WUNDER NUMMER DREI, aber nun ganz und gar ohne Sarkasmus benannt: Die neue Produktionsstätte von SANOVA ist keine dieser ratz-batz aus dem Leichtbau-Serien-Katalog hingehuschten gängigen Gewerbegebiets-Immobilien mit vorgehängter Disneyland-Kulissenfassade, sondern Solidität verkörpernde Industrie-Architektur, Industriekultur – entworfen und gebaut nicht als Abschreibungsobjekt, sondern eindeutig ablesbar konstruiert nach dem so bezeichneten „Offenen Prinzip“ funktionalistischer Gestaltung: Offen für langfristig-synergetisches, transparentes Wirken von Management, Qualifizierungs- und Produktionsprozessen unter einem Dach, offen auch im Sinne von ausbaufähig – für organische Erweiterungen und logistische Veränderungen in der Arbeitswelt von morgen.

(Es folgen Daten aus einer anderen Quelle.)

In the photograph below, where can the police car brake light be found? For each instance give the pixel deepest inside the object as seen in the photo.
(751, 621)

Und schließlich WUNDER NUMMER VIER (und nun wiederum mit dem erstgenannten, mit meiner Berufung zum heutigen Festredner unmittelbar zusammenhängend): Dass mir als Thema für meinen Vortrag die Begriffspaarung FUNKTIONALITÄT UND DESIGN vorgegeben wurde. Ein Wunder ist diese Themenwahl insofern, als dass mittelständische deutsche Unternehmen heute für gewöhnlich immer noch mit öffentlichen Fördermitteln zum Wirtschafts- und Kulturfaktor Design getragen werden müssen wie der sprichwörtliche Sonntagsjäger zum Hasen.

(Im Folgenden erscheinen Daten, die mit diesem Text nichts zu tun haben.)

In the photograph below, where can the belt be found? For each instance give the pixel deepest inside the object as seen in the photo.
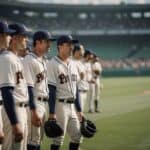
(42, 99)
(83, 91)
(69, 100)
(1, 102)
(22, 104)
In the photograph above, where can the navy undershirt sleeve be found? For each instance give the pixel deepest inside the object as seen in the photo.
(31, 98)
(9, 104)
(77, 102)
(52, 98)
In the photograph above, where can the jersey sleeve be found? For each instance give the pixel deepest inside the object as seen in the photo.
(8, 75)
(52, 73)
(30, 72)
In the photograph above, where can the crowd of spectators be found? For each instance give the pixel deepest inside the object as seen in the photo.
(127, 64)
(74, 22)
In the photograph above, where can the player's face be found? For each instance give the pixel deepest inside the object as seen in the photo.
(67, 49)
(21, 42)
(46, 45)
(5, 39)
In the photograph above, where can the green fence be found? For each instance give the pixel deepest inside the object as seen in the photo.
(123, 72)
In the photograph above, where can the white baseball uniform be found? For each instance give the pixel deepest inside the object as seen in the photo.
(97, 67)
(65, 77)
(11, 74)
(83, 84)
(36, 77)
(90, 97)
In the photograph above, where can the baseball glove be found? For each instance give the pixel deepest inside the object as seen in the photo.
(87, 128)
(52, 129)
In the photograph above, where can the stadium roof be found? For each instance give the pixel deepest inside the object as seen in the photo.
(56, 7)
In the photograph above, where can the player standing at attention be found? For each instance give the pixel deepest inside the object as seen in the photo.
(97, 72)
(14, 91)
(88, 56)
(63, 94)
(4, 43)
(83, 85)
(36, 77)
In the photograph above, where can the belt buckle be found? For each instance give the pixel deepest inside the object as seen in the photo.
(65, 100)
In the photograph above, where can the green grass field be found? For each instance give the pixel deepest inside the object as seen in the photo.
(124, 123)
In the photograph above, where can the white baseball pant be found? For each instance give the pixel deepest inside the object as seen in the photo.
(68, 120)
(36, 134)
(9, 143)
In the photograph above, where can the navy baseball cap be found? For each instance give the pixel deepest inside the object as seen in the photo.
(4, 28)
(66, 39)
(43, 35)
(20, 29)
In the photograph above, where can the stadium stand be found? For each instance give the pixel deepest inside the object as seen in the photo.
(119, 34)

Dass Reden über Design nun ausdrücklich Protokoll-Teil einer öffentlichen Unternehmensfeier ist, betrachte ich wirklich als ein Phänomen – das aber eben sehr deutlich Bände spricht über die progressive Unternehmens-Philosophie der Investoren in Hohenmölsen.

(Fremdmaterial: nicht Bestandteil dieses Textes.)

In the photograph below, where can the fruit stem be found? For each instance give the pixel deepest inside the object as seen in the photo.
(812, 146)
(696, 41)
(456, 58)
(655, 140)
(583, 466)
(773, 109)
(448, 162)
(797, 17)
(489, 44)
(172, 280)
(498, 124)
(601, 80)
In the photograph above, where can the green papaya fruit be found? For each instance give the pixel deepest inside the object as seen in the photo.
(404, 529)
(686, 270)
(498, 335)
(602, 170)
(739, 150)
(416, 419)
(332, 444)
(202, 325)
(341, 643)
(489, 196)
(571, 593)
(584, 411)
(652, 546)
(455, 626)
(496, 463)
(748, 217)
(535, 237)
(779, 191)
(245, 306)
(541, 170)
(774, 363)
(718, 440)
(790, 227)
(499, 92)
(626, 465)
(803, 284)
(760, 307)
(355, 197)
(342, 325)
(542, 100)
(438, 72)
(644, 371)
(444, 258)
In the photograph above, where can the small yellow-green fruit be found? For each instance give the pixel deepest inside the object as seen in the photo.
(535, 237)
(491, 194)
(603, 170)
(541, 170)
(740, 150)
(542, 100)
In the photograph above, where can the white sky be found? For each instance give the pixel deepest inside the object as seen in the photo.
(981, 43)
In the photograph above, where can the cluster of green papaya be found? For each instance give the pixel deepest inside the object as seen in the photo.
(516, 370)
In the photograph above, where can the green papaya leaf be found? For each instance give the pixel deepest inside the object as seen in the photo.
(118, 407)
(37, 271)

Also: Sprechen wir nun endlich doch mal über „Design und Funktionalität“. – Wobei: Mein einleitender Exkurs über das Wunderbare unserer Begegnung hier und heute hatte ja schon durchaus mit dem Thema zu tun: So absolut überzeugt ich nämlich bin, dass die unternehmerische Idee, der Entwurf, also das gute, das schlüssige und stimmige Management-„Design“ der SANOVA-Geschäftsführung hier in Hohenmölsen funktioniert, so sicher bin ich mir allerdings auch, dass das rungsige Tiefschlag-Wort-Design des eingangs zitierten Autors guten Absatz im Buchhandel finden, insofern also ebenfalls funktionieren wird. So, wie ja bekanntlich auch besonders blöde oder abstoßende Werbung ihre wohlkalkulierte Wirkung zeitigt: Man speichert, ganz gegen den eigenen Willen, die Botschaft, eben weil sie einem auf den Geist geht, weil sie so grotesk ist.
Diese letztere Erfahrung nun steht aber im krassen Widerspruch zu zwei Wahlsprüchen, die in goldenen Lettern überm Eingang zur streng-funktionalistischen Designer-Welt prangen. Der eine lautet: „Form follows function“, ist genau 100 Jahre alt und stammt von einem der Väter der modernen Architektur, Louis Sullivan. Der andere, von dem amerikanischen Design-Pionier Raymond Loewy 50 Jahre später geprägt, heißt: „Hässlichkeit verkauft sich schlecht“. Da kann ich aber nur sagen: Schön wär’s. Dann wären alle Kitsch- und Schundproduzenten längst eingegangen, und wir würden überall nur Wahres und Schönes in den Geschäftsauslagen vorfinden.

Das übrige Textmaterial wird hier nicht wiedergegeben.